Wiederaufbau eines Gesundheitswesens

Süd-Sudan 1979-82


🇩🇪 Das Deutsche Ärzteteam der GTZ in Western Equatoria (1978–1982)

Zwischen 1978 und 1982 war die Deutsche Gesellschaft für Technische Zusammenarbeit (GTZ) mit einem multidisziplinären Team in Western Equatoria tätig. Die Region befand sich nach Jahren des Bürgerkriegs im mühsamen Wiederaufbau. Staatliche Gesundheitsdienste existierten nur in Ansätzen, die meisten Einrichtungen waren zerstört oder verlassen, und große Teile der Bevölkerung hatten seit Jahrzehnten keinen Zugang zu medizinischer Versorgung. In dieser Situation übernahm das deutsche Team eine zentrale Rolle beim Neuaufbau eines funktionierenden Basisgesundheitswesens.

Das Team setzte sich aus Ärzten, Pflegekräften, Bauingenieuren, Technikern und administrativem Personal zusammen. Sein Auftrag umfasste im Rahmen der Primärgesundheitsversorgung den Wiederaufbau und die Unterstützung ländlicher Gesundheitsstationen, die Ausbildung und kontinuierliche Weiterbildung lokaler Health Workers sowie die Mütter‑ und Kindgesundheit. Ein besonderer Schwerpunkt lag darauf, die Bevölkerung aktiv einzubeziehen und lokale Strukturen so zu stärken, dass sie langfristig eigenständig arbeiten konnten.

Zum Arbeitsalltag gehörten regelmäßige Supervisionstouren, Aufklärungskampagnen in den Dörfern und mobile Einsätze in abgelegenen Gebieten (Siehe Gemenze Toi). Ebenso anspruchsvoll war die Organisation der Medikamentenversorgung, die unter den schwierigen logistischen Bedingungen der Region eine permanente Herausforderung darstellte. Das Team führte zudem Motivationsmaßnahmen durch, um die Dorfgemeinschaften für die Mitarbeit beim Bau von Gesundheitsposten und Dispensarien sowie bei der Instandhaltung der Wege zu gewinnen – eine Voraussetzung dafür, dass medizinische Hilfe überhaupt zu den Menschen gelangen konnte.

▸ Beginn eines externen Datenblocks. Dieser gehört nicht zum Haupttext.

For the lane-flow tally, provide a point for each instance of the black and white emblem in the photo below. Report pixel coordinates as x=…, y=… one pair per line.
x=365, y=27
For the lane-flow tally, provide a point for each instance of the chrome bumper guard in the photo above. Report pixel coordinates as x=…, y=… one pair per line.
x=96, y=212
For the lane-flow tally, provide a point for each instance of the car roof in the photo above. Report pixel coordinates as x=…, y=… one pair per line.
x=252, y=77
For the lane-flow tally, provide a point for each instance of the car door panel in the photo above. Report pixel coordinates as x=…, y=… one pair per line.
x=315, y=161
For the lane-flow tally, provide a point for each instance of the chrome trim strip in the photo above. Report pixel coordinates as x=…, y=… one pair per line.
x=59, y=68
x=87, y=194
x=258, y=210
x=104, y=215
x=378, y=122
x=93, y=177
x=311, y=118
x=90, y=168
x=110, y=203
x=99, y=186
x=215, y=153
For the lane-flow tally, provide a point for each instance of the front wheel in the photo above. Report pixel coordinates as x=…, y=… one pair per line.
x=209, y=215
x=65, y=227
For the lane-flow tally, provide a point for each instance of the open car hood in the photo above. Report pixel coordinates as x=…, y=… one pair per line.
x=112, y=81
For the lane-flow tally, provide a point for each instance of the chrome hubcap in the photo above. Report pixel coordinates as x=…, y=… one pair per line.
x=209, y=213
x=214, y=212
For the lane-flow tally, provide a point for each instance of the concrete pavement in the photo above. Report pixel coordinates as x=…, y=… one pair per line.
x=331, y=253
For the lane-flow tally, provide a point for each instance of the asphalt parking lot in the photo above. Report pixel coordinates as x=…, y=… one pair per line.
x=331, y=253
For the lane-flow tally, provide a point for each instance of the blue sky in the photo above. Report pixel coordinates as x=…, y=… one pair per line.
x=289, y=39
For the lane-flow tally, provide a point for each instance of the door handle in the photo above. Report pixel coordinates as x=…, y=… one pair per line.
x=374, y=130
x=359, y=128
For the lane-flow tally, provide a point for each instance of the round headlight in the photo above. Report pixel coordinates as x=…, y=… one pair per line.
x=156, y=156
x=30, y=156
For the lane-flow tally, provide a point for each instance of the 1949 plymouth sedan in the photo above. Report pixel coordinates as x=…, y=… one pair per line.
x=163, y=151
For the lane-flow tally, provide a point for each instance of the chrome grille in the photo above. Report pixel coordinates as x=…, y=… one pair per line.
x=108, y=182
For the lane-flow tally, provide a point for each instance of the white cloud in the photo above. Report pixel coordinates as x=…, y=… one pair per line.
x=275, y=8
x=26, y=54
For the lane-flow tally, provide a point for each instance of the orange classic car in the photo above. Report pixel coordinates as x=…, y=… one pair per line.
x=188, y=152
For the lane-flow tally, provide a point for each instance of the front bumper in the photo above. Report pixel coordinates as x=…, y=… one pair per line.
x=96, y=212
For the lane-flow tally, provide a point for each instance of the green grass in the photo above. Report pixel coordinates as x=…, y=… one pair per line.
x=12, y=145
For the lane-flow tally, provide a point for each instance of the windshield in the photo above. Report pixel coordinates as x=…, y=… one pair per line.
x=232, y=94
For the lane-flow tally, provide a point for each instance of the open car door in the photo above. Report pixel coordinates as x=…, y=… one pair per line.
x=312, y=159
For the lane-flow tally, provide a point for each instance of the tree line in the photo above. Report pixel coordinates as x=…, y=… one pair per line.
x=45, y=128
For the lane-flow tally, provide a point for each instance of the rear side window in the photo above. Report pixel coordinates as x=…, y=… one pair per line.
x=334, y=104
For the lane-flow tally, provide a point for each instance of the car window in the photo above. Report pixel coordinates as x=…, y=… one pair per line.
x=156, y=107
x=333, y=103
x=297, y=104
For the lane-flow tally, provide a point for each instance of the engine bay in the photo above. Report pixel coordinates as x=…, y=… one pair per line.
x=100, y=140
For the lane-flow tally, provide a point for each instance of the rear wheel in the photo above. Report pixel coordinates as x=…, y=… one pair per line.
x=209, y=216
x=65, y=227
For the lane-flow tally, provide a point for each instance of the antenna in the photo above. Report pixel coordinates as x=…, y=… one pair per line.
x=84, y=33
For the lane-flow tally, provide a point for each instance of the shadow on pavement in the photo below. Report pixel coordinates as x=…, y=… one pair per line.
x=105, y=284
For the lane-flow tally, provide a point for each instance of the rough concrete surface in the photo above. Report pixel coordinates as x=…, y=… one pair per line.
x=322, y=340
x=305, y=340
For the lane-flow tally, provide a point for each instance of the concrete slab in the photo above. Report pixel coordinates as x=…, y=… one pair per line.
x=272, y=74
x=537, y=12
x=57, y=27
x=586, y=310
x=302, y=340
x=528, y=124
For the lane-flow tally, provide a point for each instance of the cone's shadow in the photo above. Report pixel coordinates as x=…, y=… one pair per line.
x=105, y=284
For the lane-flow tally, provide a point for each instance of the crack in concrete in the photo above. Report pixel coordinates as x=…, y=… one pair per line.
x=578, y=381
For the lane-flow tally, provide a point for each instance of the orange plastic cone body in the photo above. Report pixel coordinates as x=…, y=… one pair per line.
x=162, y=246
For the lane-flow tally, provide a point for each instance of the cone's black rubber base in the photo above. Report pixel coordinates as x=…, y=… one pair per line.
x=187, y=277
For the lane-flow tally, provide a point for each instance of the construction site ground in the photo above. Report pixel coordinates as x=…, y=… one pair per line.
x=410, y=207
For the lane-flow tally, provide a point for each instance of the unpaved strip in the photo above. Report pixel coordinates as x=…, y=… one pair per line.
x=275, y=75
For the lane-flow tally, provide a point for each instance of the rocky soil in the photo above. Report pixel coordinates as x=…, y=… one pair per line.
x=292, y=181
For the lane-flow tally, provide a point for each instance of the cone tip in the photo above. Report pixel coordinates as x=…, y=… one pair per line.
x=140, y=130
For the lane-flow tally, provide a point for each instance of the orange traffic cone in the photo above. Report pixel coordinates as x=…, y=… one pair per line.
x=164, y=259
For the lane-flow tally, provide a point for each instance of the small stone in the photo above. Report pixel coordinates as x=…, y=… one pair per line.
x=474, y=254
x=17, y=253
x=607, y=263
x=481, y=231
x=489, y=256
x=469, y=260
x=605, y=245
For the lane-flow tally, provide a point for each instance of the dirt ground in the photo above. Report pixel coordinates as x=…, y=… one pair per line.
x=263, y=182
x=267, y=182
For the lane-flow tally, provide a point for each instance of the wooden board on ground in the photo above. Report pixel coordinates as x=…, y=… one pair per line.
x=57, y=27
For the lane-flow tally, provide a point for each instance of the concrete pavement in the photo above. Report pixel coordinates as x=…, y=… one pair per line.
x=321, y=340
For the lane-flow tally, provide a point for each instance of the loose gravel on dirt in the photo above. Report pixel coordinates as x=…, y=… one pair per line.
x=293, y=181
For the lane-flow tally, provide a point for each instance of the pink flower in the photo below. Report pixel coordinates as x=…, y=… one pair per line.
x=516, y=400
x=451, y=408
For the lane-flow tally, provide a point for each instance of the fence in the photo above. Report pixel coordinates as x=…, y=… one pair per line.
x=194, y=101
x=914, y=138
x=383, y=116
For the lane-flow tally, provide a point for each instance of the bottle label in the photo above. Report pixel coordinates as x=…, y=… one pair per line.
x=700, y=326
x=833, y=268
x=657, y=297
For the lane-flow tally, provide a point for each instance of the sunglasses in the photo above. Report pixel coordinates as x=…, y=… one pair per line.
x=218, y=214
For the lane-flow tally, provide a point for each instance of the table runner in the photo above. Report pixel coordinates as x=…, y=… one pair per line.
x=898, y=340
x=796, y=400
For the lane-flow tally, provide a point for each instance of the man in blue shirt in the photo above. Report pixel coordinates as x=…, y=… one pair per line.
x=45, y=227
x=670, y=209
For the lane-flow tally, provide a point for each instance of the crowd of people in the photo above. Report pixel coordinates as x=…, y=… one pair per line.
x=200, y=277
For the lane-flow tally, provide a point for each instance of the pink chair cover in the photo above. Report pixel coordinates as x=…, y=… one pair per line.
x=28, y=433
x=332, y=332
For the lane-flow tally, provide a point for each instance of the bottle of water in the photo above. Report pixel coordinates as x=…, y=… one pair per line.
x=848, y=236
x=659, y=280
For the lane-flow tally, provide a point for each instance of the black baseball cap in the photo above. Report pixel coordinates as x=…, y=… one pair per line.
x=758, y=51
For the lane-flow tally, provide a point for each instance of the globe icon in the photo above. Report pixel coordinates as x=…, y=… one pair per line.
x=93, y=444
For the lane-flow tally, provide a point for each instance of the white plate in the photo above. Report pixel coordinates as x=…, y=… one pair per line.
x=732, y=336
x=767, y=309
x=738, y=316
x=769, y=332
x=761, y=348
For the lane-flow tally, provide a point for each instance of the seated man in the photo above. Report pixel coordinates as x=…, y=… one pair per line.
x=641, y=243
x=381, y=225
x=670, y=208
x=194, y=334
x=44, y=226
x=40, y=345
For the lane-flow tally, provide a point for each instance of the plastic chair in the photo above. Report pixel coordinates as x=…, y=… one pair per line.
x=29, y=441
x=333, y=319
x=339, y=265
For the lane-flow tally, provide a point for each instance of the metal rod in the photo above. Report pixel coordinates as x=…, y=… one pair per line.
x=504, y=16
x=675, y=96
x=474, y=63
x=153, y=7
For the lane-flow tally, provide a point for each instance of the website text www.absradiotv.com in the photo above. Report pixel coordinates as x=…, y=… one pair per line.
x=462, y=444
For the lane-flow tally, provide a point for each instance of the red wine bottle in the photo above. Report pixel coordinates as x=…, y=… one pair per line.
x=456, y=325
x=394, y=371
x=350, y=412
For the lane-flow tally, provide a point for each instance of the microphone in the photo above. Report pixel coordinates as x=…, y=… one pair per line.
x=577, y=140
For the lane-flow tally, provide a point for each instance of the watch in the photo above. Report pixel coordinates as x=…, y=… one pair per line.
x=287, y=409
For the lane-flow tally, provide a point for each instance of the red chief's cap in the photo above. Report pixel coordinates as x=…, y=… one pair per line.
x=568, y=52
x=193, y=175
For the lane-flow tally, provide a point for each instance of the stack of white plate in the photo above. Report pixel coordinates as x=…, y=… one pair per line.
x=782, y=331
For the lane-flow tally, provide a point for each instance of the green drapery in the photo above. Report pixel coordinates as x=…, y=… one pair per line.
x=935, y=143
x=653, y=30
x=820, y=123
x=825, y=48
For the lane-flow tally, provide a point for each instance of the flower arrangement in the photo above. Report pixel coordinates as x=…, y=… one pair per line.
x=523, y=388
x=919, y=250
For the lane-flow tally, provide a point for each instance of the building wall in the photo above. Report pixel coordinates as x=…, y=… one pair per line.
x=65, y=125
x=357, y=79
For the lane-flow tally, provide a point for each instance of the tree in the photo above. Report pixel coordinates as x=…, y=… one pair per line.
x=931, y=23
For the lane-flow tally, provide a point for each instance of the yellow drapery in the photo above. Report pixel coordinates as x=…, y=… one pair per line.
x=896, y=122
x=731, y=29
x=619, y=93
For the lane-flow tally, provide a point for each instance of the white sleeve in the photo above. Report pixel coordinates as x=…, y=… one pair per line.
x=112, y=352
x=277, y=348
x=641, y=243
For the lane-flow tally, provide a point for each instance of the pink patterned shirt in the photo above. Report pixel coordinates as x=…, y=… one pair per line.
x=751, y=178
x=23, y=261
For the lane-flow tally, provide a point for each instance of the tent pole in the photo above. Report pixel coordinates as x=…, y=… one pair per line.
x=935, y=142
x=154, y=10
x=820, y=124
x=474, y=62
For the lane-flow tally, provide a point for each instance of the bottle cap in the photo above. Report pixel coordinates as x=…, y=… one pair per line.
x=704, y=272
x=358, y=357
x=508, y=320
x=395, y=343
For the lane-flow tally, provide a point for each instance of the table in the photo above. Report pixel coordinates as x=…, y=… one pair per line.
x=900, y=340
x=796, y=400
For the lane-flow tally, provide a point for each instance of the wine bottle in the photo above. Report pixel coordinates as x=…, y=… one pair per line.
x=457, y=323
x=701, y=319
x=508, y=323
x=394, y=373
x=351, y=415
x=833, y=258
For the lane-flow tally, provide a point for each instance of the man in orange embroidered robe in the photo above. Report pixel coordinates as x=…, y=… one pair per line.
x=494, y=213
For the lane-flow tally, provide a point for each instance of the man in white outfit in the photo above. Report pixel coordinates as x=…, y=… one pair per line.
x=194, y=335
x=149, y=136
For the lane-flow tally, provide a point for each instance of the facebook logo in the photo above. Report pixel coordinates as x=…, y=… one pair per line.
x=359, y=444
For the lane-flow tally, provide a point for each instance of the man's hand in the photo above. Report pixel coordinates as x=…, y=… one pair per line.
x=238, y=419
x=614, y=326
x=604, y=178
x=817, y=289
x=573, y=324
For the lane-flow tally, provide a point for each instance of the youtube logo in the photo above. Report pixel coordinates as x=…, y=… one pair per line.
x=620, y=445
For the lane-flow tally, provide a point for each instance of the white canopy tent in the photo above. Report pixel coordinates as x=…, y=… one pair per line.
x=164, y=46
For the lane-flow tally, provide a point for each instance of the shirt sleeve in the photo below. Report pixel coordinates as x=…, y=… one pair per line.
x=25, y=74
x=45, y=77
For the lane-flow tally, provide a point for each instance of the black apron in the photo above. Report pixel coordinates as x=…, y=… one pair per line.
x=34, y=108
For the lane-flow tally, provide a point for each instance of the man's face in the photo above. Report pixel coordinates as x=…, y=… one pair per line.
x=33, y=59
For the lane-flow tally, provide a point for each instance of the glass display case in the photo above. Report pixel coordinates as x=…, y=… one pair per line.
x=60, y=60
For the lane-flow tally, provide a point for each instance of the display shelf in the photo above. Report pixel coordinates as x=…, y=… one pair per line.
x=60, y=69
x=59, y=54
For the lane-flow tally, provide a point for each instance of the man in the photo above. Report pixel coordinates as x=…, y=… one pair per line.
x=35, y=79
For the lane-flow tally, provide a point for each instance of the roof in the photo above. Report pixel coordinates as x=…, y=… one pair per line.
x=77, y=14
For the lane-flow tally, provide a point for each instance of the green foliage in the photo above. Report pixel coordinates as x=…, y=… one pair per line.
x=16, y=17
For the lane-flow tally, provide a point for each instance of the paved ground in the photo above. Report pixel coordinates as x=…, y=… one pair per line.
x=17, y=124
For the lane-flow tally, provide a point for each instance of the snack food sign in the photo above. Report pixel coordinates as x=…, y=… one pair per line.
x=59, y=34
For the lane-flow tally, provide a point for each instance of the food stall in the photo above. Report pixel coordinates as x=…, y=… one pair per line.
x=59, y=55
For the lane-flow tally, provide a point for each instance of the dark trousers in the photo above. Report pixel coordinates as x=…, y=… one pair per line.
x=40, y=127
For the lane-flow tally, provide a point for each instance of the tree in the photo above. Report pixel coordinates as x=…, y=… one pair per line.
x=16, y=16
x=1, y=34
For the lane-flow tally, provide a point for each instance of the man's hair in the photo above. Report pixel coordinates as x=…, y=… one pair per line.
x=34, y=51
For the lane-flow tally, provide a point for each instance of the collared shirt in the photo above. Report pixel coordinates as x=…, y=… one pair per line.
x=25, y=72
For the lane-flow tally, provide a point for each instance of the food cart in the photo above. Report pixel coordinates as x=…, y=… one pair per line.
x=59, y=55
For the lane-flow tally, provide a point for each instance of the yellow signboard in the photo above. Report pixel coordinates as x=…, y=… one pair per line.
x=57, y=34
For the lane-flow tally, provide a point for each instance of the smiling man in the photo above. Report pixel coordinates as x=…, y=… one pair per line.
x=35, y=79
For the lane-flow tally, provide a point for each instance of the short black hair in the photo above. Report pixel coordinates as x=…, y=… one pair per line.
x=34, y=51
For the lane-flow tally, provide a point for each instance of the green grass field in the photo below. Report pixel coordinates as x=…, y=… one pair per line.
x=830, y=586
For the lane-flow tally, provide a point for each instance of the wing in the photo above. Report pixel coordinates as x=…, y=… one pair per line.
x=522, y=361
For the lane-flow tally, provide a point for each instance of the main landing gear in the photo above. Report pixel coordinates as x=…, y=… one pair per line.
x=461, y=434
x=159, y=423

Die Arbeit erfolgte unter Bedingungen, die von Improvisation und Pragmatismus geprägt waren: Straßen waren häufig unpassierbar (siehe Straßen oder so ähnlich), Transportmittel knapp, und die Kommunikation mit der Zentrale in Juba lief ausschließlich über Kurzwellenfunk. Dennoch gelang es dem Team, tragfähige Strukturen aufzubauen und die Grundlage für ein funktionierendes ländliches Gesundheitswesen zu legen. Viele der damals eingeführten Ansätze – insbesondere die Ausbildung lokaler Health Workers und die enge Einbindung der Dorfgemeinschaften – wirkten weit über die Projektlaufzeit hinaus.


In Eigenhilfe gebauter Gesundheitsposten (Health-Post) mit Tisch in Lehmbauweise:

Mit Hilfe des GMT errichtete Gesundheitsstationen (Dispensaries):

Gesundheits- und Entbindungsstation (Dispensary with Maternity):

Die Errichtung von Latrinen ist ein wichtiger Schritt zu besserer Hygiene und Krankheitsvermeidung:

Brunnen statt verschmutzter Wasserstellen. Aber auch deren richtige Benutzung muss gelernt werden. Frauen und Mädchen sind glücklich, denn es erspart ihnen lange beschwerliche Wege,

Bau eines Getreidespeichers:

Wiederaufbau und Frieden währten nicht lange. 1983 mussten die deutschen Entwicklungshelfer wieder abgezogen werden. Der nächste Bürgerkrieg war ausgebrochen….

Mit dem erneuten Aufflammen des Bürgerkriegs ab 1983 wurden zahlreiche Fortschritte gefährdet oder zerstört, doch die Arbeit des GTZ-Teams bleibt ein Beispiel für wirksame Entwicklungszusammenarbeit in fragilen Kontexten – auch über den Sudan hinaus.